Amediany Mustafa, de son vrai nom, est très connu des services de renseignements internationaux.
Né à Anjouan d’un père Anjouanais et d’une mère Indienne, il devient très vite un expert des opérations de guérilla et un vrai professionnel du terrorisme de masse.
A ce titre, il intervient au Tchad, en Côte d’ivoire, où il montre déjà une vraie haine contre la France et ses ressortissants.
Ensuite, on le retrouve du côté du Mali, où il rejoint les escadrons de la terreur et de la mort.
Ses plus grands faits d’armes ont pour théâtre le Rwanda. Il participe activement au génocide, qui a fait des millions de morts dans le pays des mille collines.
À ce titre, il est condamné par le Tribunal Pénal International de la Haye.
Il ne doit sa libération qu’à l’intervention du colonel Bacar, dirigeant anjouanais séditieux, qui le recrute, alors, dans le “commando Bacar”, à l’origine des graves troubles d’août 2007 à Anjouan.
Compte tenu de ce parcours, la question se pose : qu’est-il venu faire à La Réunion ?
Qui est Le Serpent ?
Posté le 29.02.2008 par maskatibinti
Mais qui est donc ce "serpent" ? Le secrétaire général du PCR précise qu'il s'agit "d'un redoutable et dangereux mercenaire, qui s'appelle Moustaphali Amédiani.

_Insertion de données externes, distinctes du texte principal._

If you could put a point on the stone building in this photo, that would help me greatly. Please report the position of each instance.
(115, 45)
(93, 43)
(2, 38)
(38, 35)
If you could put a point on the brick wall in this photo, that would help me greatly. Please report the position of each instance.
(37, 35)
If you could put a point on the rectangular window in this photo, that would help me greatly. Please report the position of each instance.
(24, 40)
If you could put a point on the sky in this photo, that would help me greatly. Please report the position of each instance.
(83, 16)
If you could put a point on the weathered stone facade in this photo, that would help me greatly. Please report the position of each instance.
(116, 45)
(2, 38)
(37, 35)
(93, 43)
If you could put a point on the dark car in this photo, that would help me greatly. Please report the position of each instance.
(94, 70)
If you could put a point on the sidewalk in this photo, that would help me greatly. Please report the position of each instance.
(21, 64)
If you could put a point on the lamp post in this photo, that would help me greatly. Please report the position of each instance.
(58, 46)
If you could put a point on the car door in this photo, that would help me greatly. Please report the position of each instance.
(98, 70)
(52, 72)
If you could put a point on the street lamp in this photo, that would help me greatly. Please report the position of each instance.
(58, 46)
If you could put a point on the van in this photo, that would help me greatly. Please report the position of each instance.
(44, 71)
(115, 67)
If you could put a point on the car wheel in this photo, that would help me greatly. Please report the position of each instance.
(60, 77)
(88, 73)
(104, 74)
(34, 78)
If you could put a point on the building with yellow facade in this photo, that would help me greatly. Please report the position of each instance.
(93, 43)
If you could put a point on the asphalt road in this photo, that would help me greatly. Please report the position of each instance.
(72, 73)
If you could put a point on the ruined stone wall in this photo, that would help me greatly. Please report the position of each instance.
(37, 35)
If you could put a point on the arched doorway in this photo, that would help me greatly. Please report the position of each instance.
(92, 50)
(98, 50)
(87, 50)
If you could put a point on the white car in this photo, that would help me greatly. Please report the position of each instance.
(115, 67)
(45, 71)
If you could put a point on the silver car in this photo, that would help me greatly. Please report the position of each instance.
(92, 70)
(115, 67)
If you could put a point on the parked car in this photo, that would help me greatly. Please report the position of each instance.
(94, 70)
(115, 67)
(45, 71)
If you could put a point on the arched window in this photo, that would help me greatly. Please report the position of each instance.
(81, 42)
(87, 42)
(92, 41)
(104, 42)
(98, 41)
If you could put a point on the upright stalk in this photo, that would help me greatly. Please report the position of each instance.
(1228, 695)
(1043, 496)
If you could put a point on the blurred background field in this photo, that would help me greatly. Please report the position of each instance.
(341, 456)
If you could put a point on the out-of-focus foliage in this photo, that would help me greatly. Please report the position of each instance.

Il est né à Anjouan de père anjouanais et de mère indienne. Il a sévi en tant que mercenaire au Tchad, en Côte d'Ivoire, au Mali. Il a participé au génocide du Rwanda, fut condamné par le tribunal international, avant d'être libéré suite à un protocole signé par le Colonel Bakar. Il appartient au commando du Colonel Bakar, qui fait actuellement parler de lui aux Comores". Selon les éminences du PCR, Moustaphali Amédiani a quitté l'île, le 27 février, par le vol d'Air Mauritius UK 911. Questions que se posent aujourd'hui Paul Vergès et les 3 Hoarau : "Qui a invité ce personnage à la Réunion en pleine période électorale ? Qu'est-il venu faire ici ? Pourquoi a-t-il séjourné dans le Sud et notamment à Saint-Pierre ? Est-il venu remplir un contrat ? Ou est-ce qu'il s'agissait d'une prise de contact pour une prochaine mission ? Que font ceux qui, localement, sont chargés de la sécurité publique ? Comment a-t-il fait pour entrer aussi librement ici ? Qui a payé sa chambre . Qui l'a guidé ? Depuis l'hôtel, cet homme a sans doute passé des coups de fils. Avec qui a-t-il communiqué ?...." Autant de questions d'interrogations qui émanent de Paul Vergès et consorts, lesquels se disent carrément "inquiets en cette période électorale", avant de laisser entendre qu'ils disposent de photos identifiant le "serpent" "en tenue de travail et en tenue de sortie" avec des complices locales. Au fait, pourquoi le "serpent" ? Réponse de Paul Vergès : "Parce qu'il tue silencieusement". Contrairement au ridicule qui, lui, ne tue pas. Heureusement !
Yves Mont-Rouge
Posté le 29.02.2008 par maskatibinti
Selon plusieurs sources concordantes, un transall américain aurait attéri à l'aéroport de Hahaya (Prince Said Ibrahim) hier. Il n'aurait cependant pas transporté de troupes mais des médicaments (2 tonnes) qui serviront à soigner les éventuels blessés.
Selon le journal Alwatwan du vendredi 29 février, "Jeudi, le général Baptiste a rappellé qu'une 'médiation était encore en cours ' pour éviter une intervention militaire à Anjouan et ajouté que cette médiation 'n'avait pas encore été jusqu'au bout'. 'L'Union africaine marque sa détermination mais il semblerait qu'une opération ne soit pas imminente', a-t-il dit.
Enfin et toujours selon Alwatwan, le plus dur sera l'après Mohamed Bacar surtout à cause de ce malaise indescriptible de devoir vivre côte à côte avec ceux qui ont insulté et profané la nation comorienne et qui ont blessé leurs frères et leurs soeurs là où cela fait le plus mal: au coeur. Il faudra une grandeur d'âme aux uns et aux autres pour réapprendre à vivre ensemble, à travailler ensemble. Et sur le long chemin du pardon, chacun doit faire une partie du trajet pour venir donner la main à l'autre et rapprendre à regarder l'avenir ensemble.